I must disagree, though, about it being better than celebrating Queen Victoria. She was a tough old bird and it brings me immense joy to celebrate her birthday each spring. Too rarely do we, as a society, fete a woman who was not beautiful or married to a more powerful man.
I love Victoria Day (here in Québec it has been renamed "La Fête des Patriotes", commemorating the participants in the failed 1837 uprising, but nobody really pays attention to the name) - I love it because in many regions here, it is the weekend considered safe to plant bedding plants. Though I've been able to flower my balconies even earlier in recent years. Marché Jean-Talon and other public markets are full of flowers that time of year and it is so pretty after our long winters.

Valentiger has been a happy day for many, as it has been an opportunity to combine Valentine's with the Lunar New Year and kick off the Year of the Tiger, which is more collective and familial by its very nature.

Valentine's Day always made me very sad, whether or not I was in a romantic relationship (currently one of those "long-distance" ones, often more virtual than real)... But it has been so unseasonably sunny and mild that the February blues have little hold.

The Pilgrim settlers in New England could never have survived without the skills of the Indigenous peoples of the region, and the same holds for French settlers here. That is what I find most important to celebrate or commemorate.

Someone, I hope you and your husband have a nice supper along with the Malbec. I'm being taken out for supper tonight by a very close friend; we are both setting off on trips soon but not to the same place.

Duchesse, I do confess I wish long-distance sweetie would buy me some earrings; they don't have to be diamond studs. He always gives me books and such; I suppose I should be glad he thinks I have a brain, but he is such a nerdy intellectual! Worse than I am!
Duchesse said…
Pseu: What a lovely round of connection and affection!

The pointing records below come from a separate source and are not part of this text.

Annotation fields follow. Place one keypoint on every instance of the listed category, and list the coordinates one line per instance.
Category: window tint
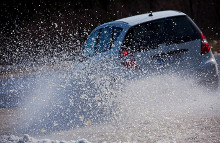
(105, 39)
(116, 33)
(170, 30)
(89, 48)
(101, 40)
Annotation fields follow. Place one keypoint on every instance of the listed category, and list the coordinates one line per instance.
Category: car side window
(116, 33)
(101, 40)
(105, 40)
(89, 48)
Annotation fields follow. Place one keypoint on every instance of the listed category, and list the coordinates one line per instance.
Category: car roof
(134, 20)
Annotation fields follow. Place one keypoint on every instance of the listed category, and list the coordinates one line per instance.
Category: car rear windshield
(170, 30)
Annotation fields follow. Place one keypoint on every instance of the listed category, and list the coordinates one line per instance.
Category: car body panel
(184, 58)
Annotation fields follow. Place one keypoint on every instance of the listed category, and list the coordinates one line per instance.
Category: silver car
(153, 43)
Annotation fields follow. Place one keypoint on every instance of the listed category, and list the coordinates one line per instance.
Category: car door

Metscan: Not at all! I too enjoy the excitement and pleasure of presenting a gift 'just because'.

Anonymous: Yes, she's pretty great, especially compared to Lord Simcoe. This dates me.

lagatta: Any gift given with appreciation is treasured! I'm finding this Feb. holiday a bit odd- it's only since '07 that Ontario has celebrated it.

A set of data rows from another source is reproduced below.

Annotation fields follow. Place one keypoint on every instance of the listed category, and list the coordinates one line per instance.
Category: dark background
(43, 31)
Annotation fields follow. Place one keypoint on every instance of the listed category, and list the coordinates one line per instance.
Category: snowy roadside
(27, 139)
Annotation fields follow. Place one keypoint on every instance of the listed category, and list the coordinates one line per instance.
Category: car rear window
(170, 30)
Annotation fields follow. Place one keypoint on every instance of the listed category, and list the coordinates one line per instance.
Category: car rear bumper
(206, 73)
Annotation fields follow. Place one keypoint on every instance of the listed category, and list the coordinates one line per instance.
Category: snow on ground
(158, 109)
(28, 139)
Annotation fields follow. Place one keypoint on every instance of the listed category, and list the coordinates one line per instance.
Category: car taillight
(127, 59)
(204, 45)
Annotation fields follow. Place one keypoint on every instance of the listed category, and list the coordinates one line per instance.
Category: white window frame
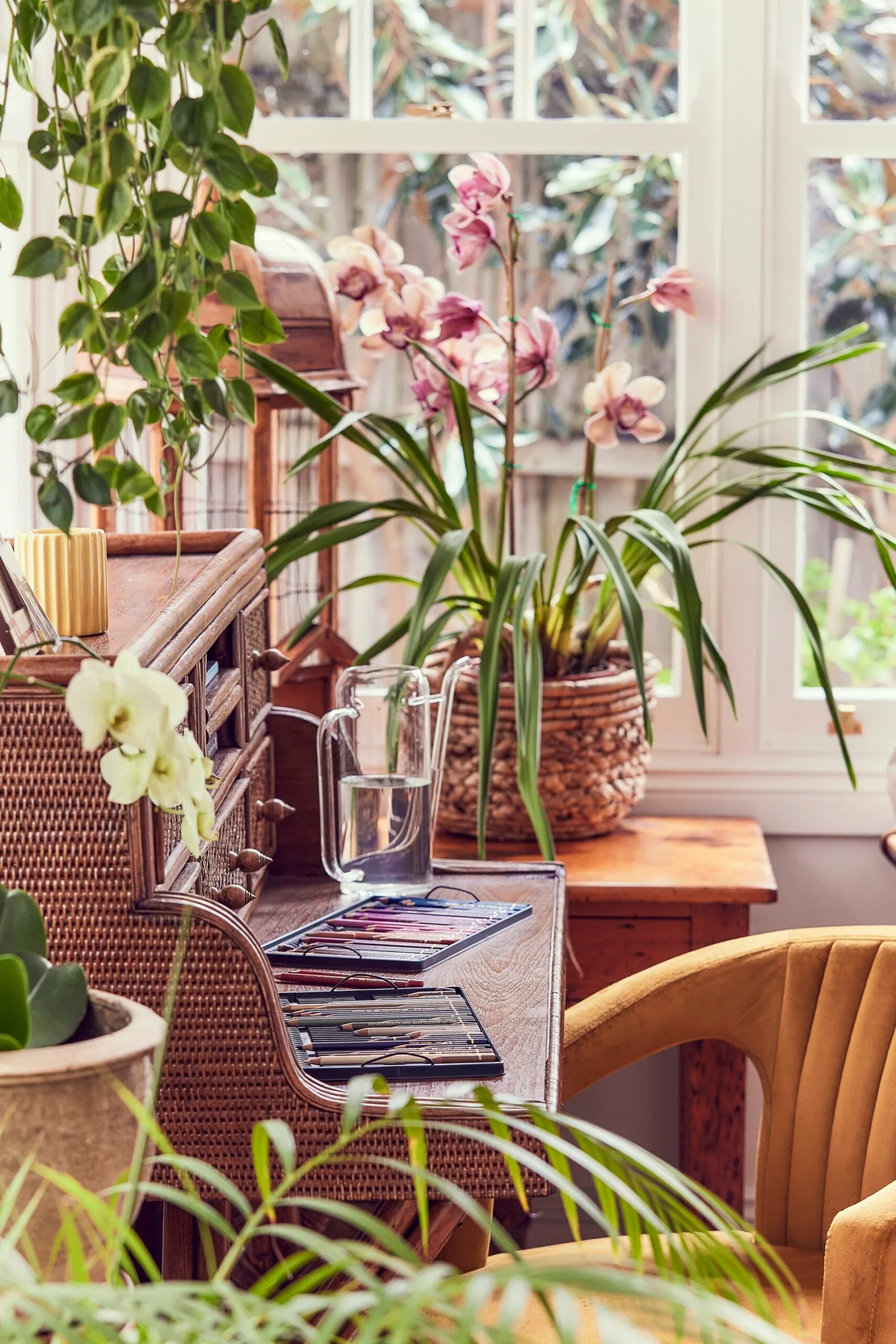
(745, 140)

While most people (if one works for an organization) think "Well, a day off with pay is a gift", mid-Feb. in this city is not time to picnic or gather in a square for a concert!
Fritinancy said…
Dear Duchesse: Thanks so much for the mention! However, I must set the record straight. It was not I who "suggested rebranding Valentine's Day." The assignment came from Studio 360, the public-radio show, and was executed by Under Consideration, a design agency in Austin, Texas. I was simply sharing the news. Read all about it on the Under Consideration blog: http://bit.ly/bfI0fj
Frugal Scholar said…
Wonderful as always. We have Presidents Day today (USA); maybe I'll adopt some of the Canadian holidays. (It's also Lundi Gras). And, as for Lagatta, I have a guy like that too--he would buy me diamond earrings IF I ASKED HIM TO. But he would never do it if I didn't. It's OK.
dana said…
Thanks again, Duchesse! I'm noticing the repurposing requirement this year. Daughter's in first grade, and I insist she send a valentine to everyone, that it's about friendship and appreciation. And at home, the guys, age 3, are getting it. We had a bang up Valentine's Day. Started with waffles with raspberries and whipped cream, gifts of candy, and a new book (Love, Splat). And then the same again from grandparents!